This is an oldie (I first heard it in the 80s) but is one of my all time favorites. While it can be told about any two classes of people it really applies to a lot of code I encounter:
A physicist is showing a thermos to her friend, a programmer.
"It's amazing", she said. "You put a cold drink inside and regardless of how hot it is outside the drink stays cold".
The programmer is suitably impressed.
"But that's not all", she continued. "You can put a *hot* drink inside and no matter how cold it is outside the drink stays hot".
Now the programmer is perplexed.
Plaintively he asks, "But how does it know?"
I think of this whenever I read code that contains a gratuitous state variable that explains the type or content of some data structure rather than make the data structure self-explaining. Even more annoying when it's a class.
Having to coordinate two variables is a recipe for bugs down the road. Seems like it should be a beginner's mistake but I see it all the time in "non beginner" code.
"An engineer, a physicist, a mathematician, and an AI researcher were asked to name the greatest invention of all time.
The engineer chose fire, which gave humanity power over matter. The physicist chose the wheel, which gave humanity the power over space. The mathematician chose the alphabet, which gave humanity power over symbols. The AI researcher chose the thermos bottle.
"Why a thermos bottle?" the others asked. "Because the thermos keeps hot liquids hot in winter and cold liquids cold in summer.", said the AI researcher. "Yes - so what?" "Think about it.", intoned the researcher reverently. "That little bottle - how does it know?"
Similar physics mystery: You're a pool of water in the bottom of a bucket, looking out at the stars. Somebody spins the bucket, making the stars spin. So you (the water) arrange your molecules in a parabolic shape, thicker at the sides of the bucket and thin in the middle.
How do you (the water know)? How do you know that the stars aren't holes in a paper sheet with light shining through? How do you know the universe isn't spinning, and you're standing still?
Love the joke, but to me it points to something else than gratuitous state variables. I think of it as "if all you have is a hammer, everything looks like a nail", with the hammer being "procedurally solving problems".
Could you share an example of this? I could be misinterpreting this but say you're building a survey system and you need to keep track of answer types (e.g. text, date, etc) and the answer itself, how can you collapse that into one field?
Your thermos does not have a switch which you must set to "hot" or "cold" before inserting a liquid, handles solids as well as liquids, and doesn't require you to even think where the theshold might lie between the "hot" and "cold" settings. Instead it just does its best to prevent an energy exchange in either direction without having to even know the variables involved. And the "same subroutine" is basically used for different sized thermoses.
In code I see people not understand this all the time. Here's an example: let's say you present the user with their previous orders, and give them the option to filter those orders by some criterion.

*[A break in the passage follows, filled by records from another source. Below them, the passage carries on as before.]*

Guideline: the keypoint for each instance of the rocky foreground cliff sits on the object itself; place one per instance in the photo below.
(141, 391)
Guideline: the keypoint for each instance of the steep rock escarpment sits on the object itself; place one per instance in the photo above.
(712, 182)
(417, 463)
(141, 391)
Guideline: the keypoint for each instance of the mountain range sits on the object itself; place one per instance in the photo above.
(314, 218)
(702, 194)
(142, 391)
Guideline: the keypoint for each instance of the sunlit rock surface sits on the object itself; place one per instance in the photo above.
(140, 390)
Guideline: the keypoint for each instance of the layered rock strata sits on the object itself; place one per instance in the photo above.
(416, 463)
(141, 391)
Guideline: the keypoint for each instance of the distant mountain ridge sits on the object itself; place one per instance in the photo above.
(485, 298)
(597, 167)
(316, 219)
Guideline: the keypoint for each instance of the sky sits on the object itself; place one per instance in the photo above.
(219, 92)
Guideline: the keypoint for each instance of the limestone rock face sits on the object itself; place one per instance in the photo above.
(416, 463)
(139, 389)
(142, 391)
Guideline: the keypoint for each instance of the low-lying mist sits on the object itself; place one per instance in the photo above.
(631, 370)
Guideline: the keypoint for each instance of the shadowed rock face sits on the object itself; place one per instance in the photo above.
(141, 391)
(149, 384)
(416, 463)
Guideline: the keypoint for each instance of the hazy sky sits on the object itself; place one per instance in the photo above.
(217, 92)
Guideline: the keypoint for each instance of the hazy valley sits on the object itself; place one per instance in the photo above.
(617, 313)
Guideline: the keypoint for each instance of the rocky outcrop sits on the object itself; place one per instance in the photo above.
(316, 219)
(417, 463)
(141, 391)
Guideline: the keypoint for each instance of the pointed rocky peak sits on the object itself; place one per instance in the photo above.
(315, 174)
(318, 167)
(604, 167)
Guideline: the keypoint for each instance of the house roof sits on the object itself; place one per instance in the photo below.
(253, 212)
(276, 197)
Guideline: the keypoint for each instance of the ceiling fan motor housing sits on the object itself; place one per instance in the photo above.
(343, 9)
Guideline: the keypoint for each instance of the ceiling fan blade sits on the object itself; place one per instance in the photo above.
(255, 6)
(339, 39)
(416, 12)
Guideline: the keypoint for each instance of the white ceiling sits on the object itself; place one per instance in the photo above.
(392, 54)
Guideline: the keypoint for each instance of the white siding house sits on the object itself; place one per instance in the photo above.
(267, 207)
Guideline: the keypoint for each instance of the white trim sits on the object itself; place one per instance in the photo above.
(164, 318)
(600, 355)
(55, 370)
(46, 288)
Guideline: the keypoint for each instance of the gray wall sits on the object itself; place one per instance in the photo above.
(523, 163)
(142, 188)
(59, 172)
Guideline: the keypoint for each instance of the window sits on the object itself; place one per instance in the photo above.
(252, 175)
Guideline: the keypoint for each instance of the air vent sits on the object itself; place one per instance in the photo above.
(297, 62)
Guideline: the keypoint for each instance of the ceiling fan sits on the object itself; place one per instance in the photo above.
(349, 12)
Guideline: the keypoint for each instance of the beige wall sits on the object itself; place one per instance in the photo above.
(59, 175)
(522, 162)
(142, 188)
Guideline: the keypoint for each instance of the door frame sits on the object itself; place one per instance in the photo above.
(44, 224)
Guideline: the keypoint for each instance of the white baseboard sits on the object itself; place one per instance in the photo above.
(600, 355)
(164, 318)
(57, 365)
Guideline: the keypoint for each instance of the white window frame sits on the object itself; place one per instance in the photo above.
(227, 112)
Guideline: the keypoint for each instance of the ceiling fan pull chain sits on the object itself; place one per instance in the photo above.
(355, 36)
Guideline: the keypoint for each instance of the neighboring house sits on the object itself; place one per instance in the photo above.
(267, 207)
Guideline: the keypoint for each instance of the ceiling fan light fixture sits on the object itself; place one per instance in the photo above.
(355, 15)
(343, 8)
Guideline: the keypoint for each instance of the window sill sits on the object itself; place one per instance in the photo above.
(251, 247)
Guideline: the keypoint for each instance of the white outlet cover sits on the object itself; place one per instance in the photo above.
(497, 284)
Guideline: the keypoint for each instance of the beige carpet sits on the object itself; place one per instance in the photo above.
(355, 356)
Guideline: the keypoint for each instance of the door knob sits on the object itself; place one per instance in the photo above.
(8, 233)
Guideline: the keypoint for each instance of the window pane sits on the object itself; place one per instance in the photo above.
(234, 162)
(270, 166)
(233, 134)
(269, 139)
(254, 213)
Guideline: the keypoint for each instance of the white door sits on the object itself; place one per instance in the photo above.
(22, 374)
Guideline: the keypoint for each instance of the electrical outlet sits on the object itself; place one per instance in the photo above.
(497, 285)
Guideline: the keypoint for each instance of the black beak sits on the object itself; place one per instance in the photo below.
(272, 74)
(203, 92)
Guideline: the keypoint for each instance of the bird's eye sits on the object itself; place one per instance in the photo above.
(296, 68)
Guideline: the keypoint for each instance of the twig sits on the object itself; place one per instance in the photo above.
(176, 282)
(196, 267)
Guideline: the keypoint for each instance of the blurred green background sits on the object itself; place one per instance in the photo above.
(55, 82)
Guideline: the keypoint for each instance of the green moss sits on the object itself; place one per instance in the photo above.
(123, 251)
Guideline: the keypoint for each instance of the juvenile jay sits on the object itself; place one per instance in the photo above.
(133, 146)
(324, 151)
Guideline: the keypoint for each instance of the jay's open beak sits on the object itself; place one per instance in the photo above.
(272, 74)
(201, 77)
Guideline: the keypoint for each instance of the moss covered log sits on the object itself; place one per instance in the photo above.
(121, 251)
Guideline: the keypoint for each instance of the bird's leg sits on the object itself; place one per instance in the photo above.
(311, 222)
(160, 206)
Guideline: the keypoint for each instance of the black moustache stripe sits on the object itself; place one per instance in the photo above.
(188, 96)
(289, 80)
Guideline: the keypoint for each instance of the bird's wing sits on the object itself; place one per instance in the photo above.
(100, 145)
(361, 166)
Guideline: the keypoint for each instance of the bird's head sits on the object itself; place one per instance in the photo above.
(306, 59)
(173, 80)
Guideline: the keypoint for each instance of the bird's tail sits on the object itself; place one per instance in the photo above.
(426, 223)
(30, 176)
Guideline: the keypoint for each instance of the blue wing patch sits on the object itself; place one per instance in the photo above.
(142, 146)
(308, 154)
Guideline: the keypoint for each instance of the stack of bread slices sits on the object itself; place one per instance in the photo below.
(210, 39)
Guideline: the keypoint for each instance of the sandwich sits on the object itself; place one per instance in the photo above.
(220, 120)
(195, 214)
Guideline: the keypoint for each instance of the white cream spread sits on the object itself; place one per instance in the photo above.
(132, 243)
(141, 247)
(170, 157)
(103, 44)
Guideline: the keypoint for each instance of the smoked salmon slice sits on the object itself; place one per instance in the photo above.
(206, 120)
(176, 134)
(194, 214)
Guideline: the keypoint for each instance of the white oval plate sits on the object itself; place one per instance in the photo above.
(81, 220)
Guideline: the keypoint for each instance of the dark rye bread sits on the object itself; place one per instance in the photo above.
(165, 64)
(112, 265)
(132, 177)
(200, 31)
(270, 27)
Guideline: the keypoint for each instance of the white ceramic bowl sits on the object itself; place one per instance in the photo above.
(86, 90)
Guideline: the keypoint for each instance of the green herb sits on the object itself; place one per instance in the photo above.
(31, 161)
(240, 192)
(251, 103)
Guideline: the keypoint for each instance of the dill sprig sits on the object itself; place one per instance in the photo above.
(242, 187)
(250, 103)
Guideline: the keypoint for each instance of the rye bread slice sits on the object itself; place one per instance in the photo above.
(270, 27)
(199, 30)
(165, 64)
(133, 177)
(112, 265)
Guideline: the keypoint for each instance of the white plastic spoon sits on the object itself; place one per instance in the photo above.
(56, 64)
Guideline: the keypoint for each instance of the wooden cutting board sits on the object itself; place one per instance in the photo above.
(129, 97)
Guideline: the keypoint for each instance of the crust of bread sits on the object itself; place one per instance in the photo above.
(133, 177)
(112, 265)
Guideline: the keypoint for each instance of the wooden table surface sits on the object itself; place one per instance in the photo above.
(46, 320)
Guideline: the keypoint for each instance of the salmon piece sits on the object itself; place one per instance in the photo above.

The shitty way to do this is to have two variables:
So instead of just checking if a filter has been assigned, you have a separate boolean. What happens if the boolean is true but the filter is null? What would the vice versa case even mean?
The global codebase is riddled with dumb errors like this.
Even better, let's just have the default orderFilter be the equivalent of '*'.
If there's always a filter, then there's no longer a branch at the point it's used -- that needs to be tested and maintained.
I used to work with a programmer who I found difficult because their code was an ever-increasing number of "if" statements as each new case came along. Conversely he would say coding is relatively easy and that I was overcomplicating a problem by thinking about it; all I needed to do is "add an if statement here".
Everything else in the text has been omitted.